Die Amerikanerin, die zur ersten Generation der Supermodels gehört, engagiert sich seit der Geburt ihrer Tochter Grace für werdende Mütter. Laut ihrer Foundation sterben jedes Jahr 289.000 Frauen an den Folgen von komplizierten Schwangerschaften und Geburten. Wie Christy auf diesen Notstand aufmerksam macht? Sie joggt gegen die Not.
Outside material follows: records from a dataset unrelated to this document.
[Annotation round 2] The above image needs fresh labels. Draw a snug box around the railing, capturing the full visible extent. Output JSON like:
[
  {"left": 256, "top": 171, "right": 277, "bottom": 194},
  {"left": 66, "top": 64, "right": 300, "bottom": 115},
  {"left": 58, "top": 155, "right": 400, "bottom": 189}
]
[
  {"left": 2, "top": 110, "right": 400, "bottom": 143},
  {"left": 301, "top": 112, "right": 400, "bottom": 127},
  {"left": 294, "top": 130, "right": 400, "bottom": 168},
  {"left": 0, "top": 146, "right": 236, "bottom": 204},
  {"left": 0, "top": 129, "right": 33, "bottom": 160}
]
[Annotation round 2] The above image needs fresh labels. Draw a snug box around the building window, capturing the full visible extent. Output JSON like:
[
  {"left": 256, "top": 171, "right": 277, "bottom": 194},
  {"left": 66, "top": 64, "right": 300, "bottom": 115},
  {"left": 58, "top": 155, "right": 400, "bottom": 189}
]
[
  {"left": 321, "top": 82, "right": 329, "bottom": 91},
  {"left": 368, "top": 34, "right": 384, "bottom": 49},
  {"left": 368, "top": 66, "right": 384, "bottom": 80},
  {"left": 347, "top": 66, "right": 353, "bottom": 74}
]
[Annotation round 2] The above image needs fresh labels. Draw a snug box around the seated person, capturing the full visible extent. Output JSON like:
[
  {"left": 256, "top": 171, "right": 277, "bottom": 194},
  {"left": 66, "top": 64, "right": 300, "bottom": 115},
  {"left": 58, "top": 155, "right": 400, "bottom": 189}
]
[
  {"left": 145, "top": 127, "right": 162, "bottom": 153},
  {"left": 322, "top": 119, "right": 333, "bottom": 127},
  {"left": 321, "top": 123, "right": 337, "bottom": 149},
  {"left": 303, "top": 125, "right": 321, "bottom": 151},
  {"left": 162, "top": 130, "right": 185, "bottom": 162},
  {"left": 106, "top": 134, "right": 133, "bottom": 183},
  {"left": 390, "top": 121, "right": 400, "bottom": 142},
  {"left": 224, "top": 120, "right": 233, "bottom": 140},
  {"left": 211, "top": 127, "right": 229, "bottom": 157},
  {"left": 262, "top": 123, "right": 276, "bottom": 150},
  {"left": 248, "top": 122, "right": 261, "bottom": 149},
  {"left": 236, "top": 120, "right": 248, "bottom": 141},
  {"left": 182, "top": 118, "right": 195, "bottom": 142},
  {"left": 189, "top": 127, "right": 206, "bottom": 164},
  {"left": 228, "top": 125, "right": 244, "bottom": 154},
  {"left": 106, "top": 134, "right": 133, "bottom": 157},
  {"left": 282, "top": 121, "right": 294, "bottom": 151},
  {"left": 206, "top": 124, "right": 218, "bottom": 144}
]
Ein Halbmarathon entspricht in etwa der Distanz, die werdende Mütter in einigen Teilen der Welt zu Fuß zurücklegen müssen, um ärztliche Hilfe für die Geburt zu bekommen.


Jeff Koons

Koons Family Institute, gegründet 1994

Er ist der Superstar unter den lebenden Künstlern, der Kitsch in Kunst verzaubert. Weniger bekannt ist, dass Koons Vater von sieben Kindern ist. Und dass ein Sorgerechtsstreit um sein erstes Kind von Exfrau Ilona Staller, genannt „Cicciolina“, ein Trauma in ihm auslöste. Die schmerzhafte Trennung von Ludwig, der von seiner Mutter heimlich aus den USA nach Italien gebracht wurde, inspirierte die Gründung seiner Stiftung, die weltweit hilft, vermisste Kinder aufzuspüren und vor sexuellem Missbrauch zu schützen.


Michael J. Fox

Michael J. Fox Foundation for Parkinson’s Research, gegründet 2000

Sieben Jahre lang hielt der Schauspieler seine Krankheit geheim. Er war gerade 30, die 100. Folge seiner TV-Serie „Spin City“ abgedreht, da stellte er sich öffentlich seinem Schicksal. Die „New York Times“ nennt seine Stiftung die „weltweit glaubwürdigste Stimme der Parkinsonforschung“. Heute gilt sie dazu als der größte gemeinnützige Entwickler von Medizin gegen die Krankheit weltweit. Und Michael? Der arbeitet weiter, erst als Parkinsonkranker in der „Michael J. Fox Show“, heute in Emmy-nominierten Rollen.